Setup using Terraform in AZURE
Deploying e6data Workspace in Microsoft Azure using Terraform
In this documentation, we will walk you through the process of deploying e6data on AZURE using Terraform.
Deploying e6data in AZURE using Terraform
Terraform is an open-source infrastructure-as-code tool developed by HashiCorp. It allows you to define and manage your infrastructure in a declarative way, making it easier to provision and manage resources across various cloud providers, including Azure.
Prerequisites
Before you begin, ensure that you have the following prerequisites in place:
An AZURE account with appropriate permissions to create and manage resources.
A local development environment with Terraform installed. The installation steps are outlined in the next section.
Create the e6data Workspace
Login to the e6data Console
Navigate to
Workspaces
in the left-side navigation bar or clickCreate Workspace
Select AZURE as the Cloud Provider.
In the e6data UI, after selecting Azure, copy the Cognito Identity ID and Cognito Pool ID.
Proceed to the next step to deploy the prerequisite resources using terraform.
Setup e6data
Using the Terraform script, the e6data Workspace will be deployed inside an Azure AKS Cluster. The subsequent sections will provide instructions to edit two Terraform files required for the deployment:
provider.tf
terraform.tfvars
If an Azure AKS cluster is not available, please follow these instructions.
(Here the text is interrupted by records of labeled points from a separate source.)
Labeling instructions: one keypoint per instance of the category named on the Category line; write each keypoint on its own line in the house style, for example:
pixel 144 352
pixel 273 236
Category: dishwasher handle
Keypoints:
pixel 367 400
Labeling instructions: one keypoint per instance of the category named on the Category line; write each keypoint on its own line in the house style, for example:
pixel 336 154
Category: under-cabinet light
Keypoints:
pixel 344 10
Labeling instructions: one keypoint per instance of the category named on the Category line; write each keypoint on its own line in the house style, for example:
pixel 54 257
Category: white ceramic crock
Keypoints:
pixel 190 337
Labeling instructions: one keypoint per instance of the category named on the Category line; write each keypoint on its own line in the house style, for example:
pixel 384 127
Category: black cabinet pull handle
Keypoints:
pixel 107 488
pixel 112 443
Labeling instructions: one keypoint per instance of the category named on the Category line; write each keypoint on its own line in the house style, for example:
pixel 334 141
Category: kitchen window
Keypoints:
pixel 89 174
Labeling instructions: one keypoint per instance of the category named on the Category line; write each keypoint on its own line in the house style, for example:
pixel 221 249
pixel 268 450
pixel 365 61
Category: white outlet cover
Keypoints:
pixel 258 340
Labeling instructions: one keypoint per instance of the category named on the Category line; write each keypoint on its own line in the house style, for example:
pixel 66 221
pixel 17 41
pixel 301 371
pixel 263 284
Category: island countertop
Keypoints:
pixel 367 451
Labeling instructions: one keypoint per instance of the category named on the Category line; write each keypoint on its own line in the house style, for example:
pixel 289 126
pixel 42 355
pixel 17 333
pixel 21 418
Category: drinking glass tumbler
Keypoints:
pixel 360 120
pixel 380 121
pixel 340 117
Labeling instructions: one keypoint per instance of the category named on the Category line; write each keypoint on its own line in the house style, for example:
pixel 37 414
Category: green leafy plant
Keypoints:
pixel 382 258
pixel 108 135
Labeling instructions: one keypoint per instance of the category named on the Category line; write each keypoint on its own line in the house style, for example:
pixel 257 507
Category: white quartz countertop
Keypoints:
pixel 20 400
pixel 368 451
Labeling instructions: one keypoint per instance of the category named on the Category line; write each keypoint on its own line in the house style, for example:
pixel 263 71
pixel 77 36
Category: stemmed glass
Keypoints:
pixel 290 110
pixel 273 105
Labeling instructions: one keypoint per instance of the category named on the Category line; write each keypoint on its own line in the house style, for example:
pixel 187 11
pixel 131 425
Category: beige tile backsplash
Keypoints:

If Terraform is not installed, please follow these instructions.
Download e6data Terraform Scripts
Please download/clone the e6x-labs/terraform
repo from Github.
Configure provider.tf
The AZURE provider in Terraform allows you to manage AZURE resources efficiently. However, before utilizing the provider, it's crucial to configure it with the appropriate credentials.
Extract the scripts downloaded in the previous step and navigate to the _workspace
folder.
Edit the provider.tf
file according to your requirements. Please refer to the official Terraform documentation to find instructions to use the authentication method most appropriate to your environment.
Specifying Azure Storage account for Terraform State file
Utilizing an Azure Blob for Terraform state storage provides a reliable and scalable solution for managing the infrastructure state on AZURE.
We are using the azurerm provider and configuring the backend to use an Azure Storage Account for storing the Terraform state. Replace <resource_group_name>
and <storage_account_name>
with the names of the resource group and Azure Storage Account you want to use, and <container_name>
with the name of the container within the storage account where you want to store the state file.
The key parameter specifies the name of the state file within the container. It is set to "terraform.tfstate", but you can adjust it according to your needs.
Ensure that the Azure credentials used for authenticating Terraform have the appropriate permissions to read from and write to the specified Azure Storage Account and container.
Note:
Before configuring the backend, make sure you have already created the Azure Storage Account and container in the desired Azure subscription and resource group.
For more information and to explore additional backend options, you can refer to the Terraform Backend Configuration documentation.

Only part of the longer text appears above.